QUESTION: Is the appostophe denoting the possessive form in "world's" in the correct position?
85 posted on
02/24/2007 12:38:35 PM PST by
Carolinamom
(Whatever you voted for, you did not vote for failure -- President Bush SOTU)
To: Carolinamom
That should have been "apostrophe. Sorry.
87 posted on
02/24/2007 12:41:50 PM PST by
Carolinamom
(Whatever you voted for, you did not vote for failure -- President Bush SOTU)
To: Carolinamom
How are we to explain the "smartest woman in the world's" repetitious use of "you know"? QUESTION: Is the appostophe denoting the possessive form in "world's" in the correct position? I'm not completely sure, but I think it is. "Smartest woman in the world" seems almost a kind of compound noun, on the order of "The Secretary of State's interpretation was disputed." Maybe someone with a better grammar acumen than mine can give a more authoritative explanation.
96 posted on
02/24/2007 12:50:12 PM PST by
rhema
("Break the conventions; keep the commandments." -- G. K. Chesterton)
To: Carolinamom
"How are we to explain the "smartest woman in the world's" repetitious use of "you know"?

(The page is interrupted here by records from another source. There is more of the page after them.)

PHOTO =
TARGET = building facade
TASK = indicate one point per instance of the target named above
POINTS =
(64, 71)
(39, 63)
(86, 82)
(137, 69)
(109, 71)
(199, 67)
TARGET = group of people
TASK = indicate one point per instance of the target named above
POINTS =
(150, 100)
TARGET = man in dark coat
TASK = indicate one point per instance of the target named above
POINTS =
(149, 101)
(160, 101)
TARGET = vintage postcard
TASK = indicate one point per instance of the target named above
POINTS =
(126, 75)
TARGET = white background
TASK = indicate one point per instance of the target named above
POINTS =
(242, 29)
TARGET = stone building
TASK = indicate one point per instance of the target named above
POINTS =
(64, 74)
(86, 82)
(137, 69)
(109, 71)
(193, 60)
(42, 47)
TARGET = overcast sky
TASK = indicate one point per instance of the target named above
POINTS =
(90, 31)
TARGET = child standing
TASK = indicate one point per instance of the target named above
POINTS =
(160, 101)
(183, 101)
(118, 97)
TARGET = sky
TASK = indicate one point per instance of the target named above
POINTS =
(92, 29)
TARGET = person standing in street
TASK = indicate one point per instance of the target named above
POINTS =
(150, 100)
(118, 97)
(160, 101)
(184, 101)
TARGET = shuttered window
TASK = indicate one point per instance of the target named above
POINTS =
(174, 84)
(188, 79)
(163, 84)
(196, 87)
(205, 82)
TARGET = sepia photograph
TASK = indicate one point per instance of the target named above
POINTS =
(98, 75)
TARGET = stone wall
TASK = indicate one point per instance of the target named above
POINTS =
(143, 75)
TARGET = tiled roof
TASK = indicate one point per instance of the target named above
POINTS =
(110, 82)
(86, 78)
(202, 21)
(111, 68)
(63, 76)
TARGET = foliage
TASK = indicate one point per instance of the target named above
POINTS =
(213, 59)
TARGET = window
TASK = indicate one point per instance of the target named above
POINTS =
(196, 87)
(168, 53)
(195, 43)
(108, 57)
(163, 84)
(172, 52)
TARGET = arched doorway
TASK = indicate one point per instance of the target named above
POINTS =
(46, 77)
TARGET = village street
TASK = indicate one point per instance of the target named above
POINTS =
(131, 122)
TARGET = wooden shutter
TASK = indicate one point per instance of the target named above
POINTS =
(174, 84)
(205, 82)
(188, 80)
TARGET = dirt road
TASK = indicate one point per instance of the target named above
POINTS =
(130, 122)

"QUESTION: Is the appostophe denoting the possessive form in "world's" in the correct position?
The apostrophe is correct in that it denotes possession. I would, however, hyphenate the "smartest woman in the world's" to read, smartest-woman-in-the-world's.
105 posted on
02/24/2007 1:01:03 PM PST by
baubau
(BOYCOTT Bank of America for Issuing Credit Cards to 3rd World Illegal Aliens.)